Q&A on Sequential Statistics in A/B Testing

Georgi Georgiev

Sequential statistics are gathering interest and there are more and more questions posed by CROs looking into the matter. For this article I teamed up with Lucia van den Brink, a distinguished CRO consultant who recently started using Analytics Toolkit and integrated frequentist sequential testing into her client workflow. In this short interview she asks questions from the view of a CRO practitioner and their clients and stakeholders. In my answers I draw on my experience as an early advocate for the adoption of sequential statistics, as a developer implementing these methods at Analytics Toolkit, as well as an advisor on the introduction of sequential testing at ABSmartly’s A/B testing platform.

Lucia: What was your reason to create Analytics-Toolkit.com?

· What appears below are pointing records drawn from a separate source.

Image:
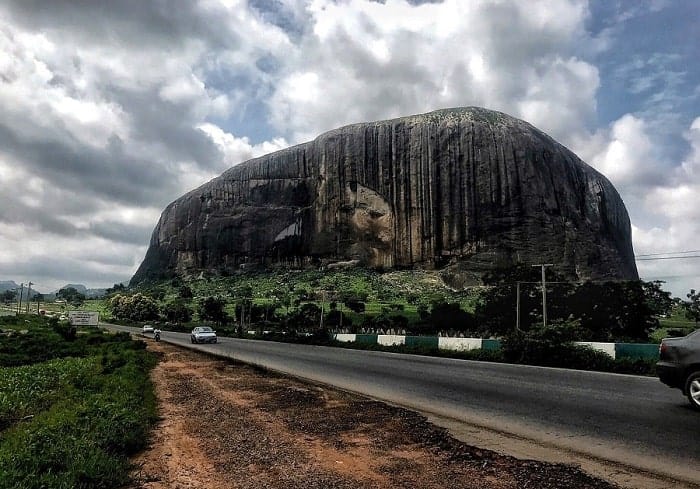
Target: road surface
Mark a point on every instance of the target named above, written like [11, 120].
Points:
[630, 420]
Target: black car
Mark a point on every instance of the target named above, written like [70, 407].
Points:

Georgi: Initially it was a project aimed at helping Google Analytics professionals automate GA-related tasks at scale, as well as enhance GA data in various ways. My focus, however, soon shifted from web analytics to statistics and in particular – statistical analyses of online A/B tests. As I was noticing significant issues with how statistics were applied in the A/B testing practice, I started to point them out. I wasn’t satisfied with just that as I wanted to also offer solutions to the problems that I covered. For example, after discussing the issue of multiple comparisons where people were incorrectly analyzing A/B/N tests by separate pairwise comparisons (e.g. testing B v A, C v A, and D v A, separately), I added a statistical significance calculator with multiple comparisons adjustments. This allowed users to perform analyses of A/B/N tests with rigorous control of the false positive rate at a time where pretty much no other tool offered it.

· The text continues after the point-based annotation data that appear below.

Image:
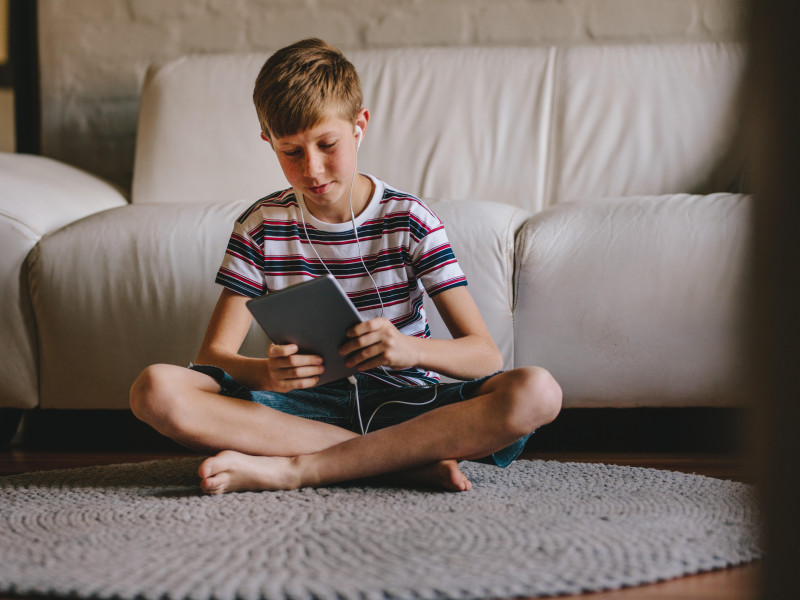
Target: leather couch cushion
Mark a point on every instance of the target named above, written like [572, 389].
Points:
[637, 301]
[134, 286]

Likewise, when I started talking about the issue of peeking on test outcomes with intent to stop a test (a.k.a. “waiting for significance”) and how that inflates the false positive rate, I began work on what is now known as AGILE and shortly after introduced my first implementation of frequentist sequential testing tailored to CROs.

One tool after another, over time the platform shifted towards offering a suite of statistical tools for planning and analysis of A/B tests distinguished by the statistical rigor and the transparency in the methods employed, as well as being designed in a way that minimizes the possibility of misuse and misinterpretation of statistical methods.

Lucia: Can you explain how sequential statistics work ‘for dummies’?

Georgi: It would be my pleasure. In any statistical test, we decide on a level of error we are willing to accept. In frequentist tests this is done through controlling the false positive rate and the false negative rate. Classic statistical tests control these error levels under the key assumption that the data is analyzed just once. How this works is that one determines the test’s sample size or duration up front, then once that sample size or duration is reached a p-value and confidence interval are computed and a decision is made if they meet the desired error level.

These fixed-sample tests, as they are called, are inefficient and impractical as using them means sticking to a predetermined number of exposed users regardless if the performance of the tested variant looks disastrous or super good when examined in the interim. In both of these common scenarios there are strong pressures to stop the test early and call it either way. That is for a good reason since by continuing such a test one could either be losing money or leaving significant money on the table.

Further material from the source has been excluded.